DendroDistance

class turbustat.statistics.DendroDistance(cube1, cube2, min_deltas=None, nbins='best', min_features=100, fiducial_model=None, dendro_params=None)[source] [edit on github]

Bases: object

Calculate the distance between 2 cubes using dendrograms. The number of features vs. minimum delta is fit to a linear model, with an interaction term o gauge the difference. The distance is the t-statistic of that parameter. The Hellinger distance is computed for the histograms at each minimum delta value. The distance is the average of the Hellinger distances.

Parameters:

cube1 : numpy.ndarray or str

Data cube. If a str, it should be the filename of a pickle file saved using Dendrogram_Stats.

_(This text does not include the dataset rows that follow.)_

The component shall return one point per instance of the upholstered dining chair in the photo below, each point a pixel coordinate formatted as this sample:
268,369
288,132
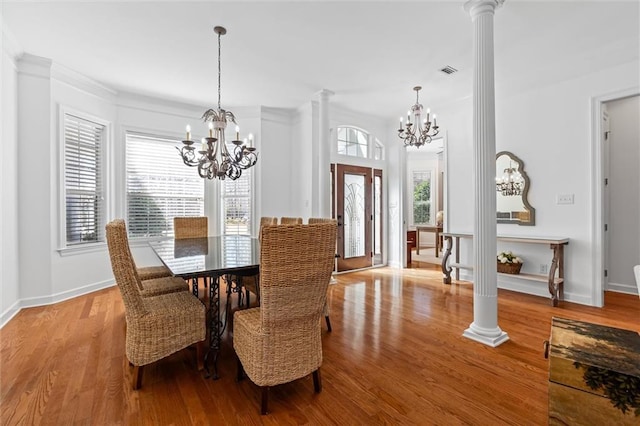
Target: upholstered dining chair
150,286
290,221
190,227
157,326
275,345
326,310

cube2 : numpy.ndarray or str

Data cube. If a str, it should be the filename of a pickle file saved using Dendrogram_Stats.

min_deltas : numpy.ndarray or list

Minimum deltas of leaves in the dendrogram.

nbins : str or float, optional

Number of bins for the histograms. ‘best’ sets that number using the square root of the average number of features between the histograms to be compared.

min_features : int, optional

The minimum number of features necessary to compare the histograms.

fiducial_model : Dendrogram_Stats

Computed dendrogram and statistic values. Use to avoid re-computing.

dendro_params : dict or list of dicts, optional

Further parameters for the dendrogram algorithm (see www.dendrograms.org for more info). If a list of dictionaries is given, the first list entry should be the dictionary for cube1, and the second for cube2.

Methods Summary

Methods Documentation

distance_metric(verbose=False)[source] [edit on github]
histogram_stat(verbose=False)[source] [edit on github]

Computes the distance using histograms.

Parameters:

verbose : bool, optional

Enables plotting.

numfeature_stat(verbose=False)[source] [edit on github]

Calculate the distance based on the number of features statistic.

Parameters:

verbose : bool, optional

Enables plotting.